However, there is certainly a graduation within the animal experiments, the so-called severity. The EU Directive provides that the level of suffering inflicted on an animal in an animal experiment is assigned one of four degrees of severity. This is assessed in the permit application for a planned animal experiment by the performing experimenter - and usually trivialized.

The prohibition of trials of the severity level "heavy" provided for in the EU directive is not implemented in Germany. That means trials of severity "heavy" like - just to name a few examples -

- Administering electric shocks

- Death by poisoning

- Irradiation with fatal consequences

- Death by rejection reaction of transplants

- Bone tumors and metastatic tumors

- Unstable fractures

- Septic multi-organ failure

may continue in Germany.

Together with two other animal rights organizations, our association has been running a campaign since February 2016 with the aim of enabling Germany to implement the EU's ban on animal testing of severity "difficult".

Today's medicine is based on the patient as an individual. For example, if someone suffers from a mental disorder such as borderline syndrome, genetic dispositions are as much a part of it as their biographical experiences and social environment. An ideal therapy model does not exist. the therapy has to be much more tailored to exactly these people. Contradicts the animal experiments, which emanate from an animal model?
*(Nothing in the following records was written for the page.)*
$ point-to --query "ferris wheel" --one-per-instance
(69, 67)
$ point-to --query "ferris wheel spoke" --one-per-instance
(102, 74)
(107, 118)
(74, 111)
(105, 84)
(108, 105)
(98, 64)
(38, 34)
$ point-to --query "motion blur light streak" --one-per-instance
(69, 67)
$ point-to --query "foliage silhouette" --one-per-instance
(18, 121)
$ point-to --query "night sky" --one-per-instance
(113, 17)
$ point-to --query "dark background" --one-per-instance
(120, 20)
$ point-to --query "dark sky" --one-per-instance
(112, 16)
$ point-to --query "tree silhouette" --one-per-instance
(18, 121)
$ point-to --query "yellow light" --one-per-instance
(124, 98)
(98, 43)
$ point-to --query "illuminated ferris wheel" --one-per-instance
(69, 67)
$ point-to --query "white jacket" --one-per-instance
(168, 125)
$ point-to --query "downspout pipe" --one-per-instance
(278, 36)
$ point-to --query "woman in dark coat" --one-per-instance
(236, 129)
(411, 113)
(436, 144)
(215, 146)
The absurdity of animal experiments is particularly evident in the "animal models" used in the study of mental illness. In the field of depression research, for example, all methods have in common that by adding a physical stress in the animal in the most cruel way, a condition called by the experimenter depression is generated, which should then be "cured" by administering an antidepressant.

For example, in the "forced swim test" mice and rats must swim to exhaustion in a water vessel with smooth straight walls and are considered depressed when given up early.

In another experiment, mice are placed on a phased grid and if they no longer jump up in the event of electrical shock, but suffer defenseless, they are considered to be depressed.

In the tail suspension test, rats are hung on the tail by means of adhesive tape and if they no longer rear up but hang, they are considered to be depressed.

To create a so-called "depression", rats and mice are immersed in cold water, locked in tight plexiglass cylinders for six hours a day, starved, thirsty, tortured with strobe light, loud noises, sleep deprivation and extreme temperature changes.

Depressive episodes of human beings are rarely triggered by physical stress, but by psychological stress, in addition to the aforementioned dispositions. How do you want to model the depression-typical symptoms of inner emptiness, joylessness, guilt, disappointment and even suicidality in animals? Especially since linguistic communication is indispensable for the evaluation of the symptoms. There is definitely no "animal model" that can present mental illnesses such as borderline disorder, anxiety disorder, depression, schizophrenia etc. in their complexity and individuality.

6) People react to medications very differently. The human brain is a social organ and unimaginably complex. Each species is also a complex biological system, but another. In this respect, predictions from animal experiments can be derived?

No, this is impossible. Partly because of the aspects mentioned in point 5) results from animal experiments can not be transferred to humans.

The totally unsatisfactory results in the area of ​​psychotropic drug research are even attributed to adherence to animal experiments by researchers who have so far relied on animal experiments, and there is a turning towards a so-called personalized medicine, which is based on characteristics of a person to be treated and not just supporting their disease diagnosis.

However, the brain researcher Wolf Singer believes that findings from basic research can be transferred to humans because the biological processes in animals and humans are extremely similar. What would they say to that??

Wolf Singer as well as all experimenters of the by definition meaningless and Purpose-free basic research the proof for his allegations guilty.

A follow-up of the results of 15 years of basic research in Bavaria showed that not a single result has led to a therapeutic procedure for humans.

In Germany alone, about 1.2 million of the total 2.8 million animals are tortured and killed each year.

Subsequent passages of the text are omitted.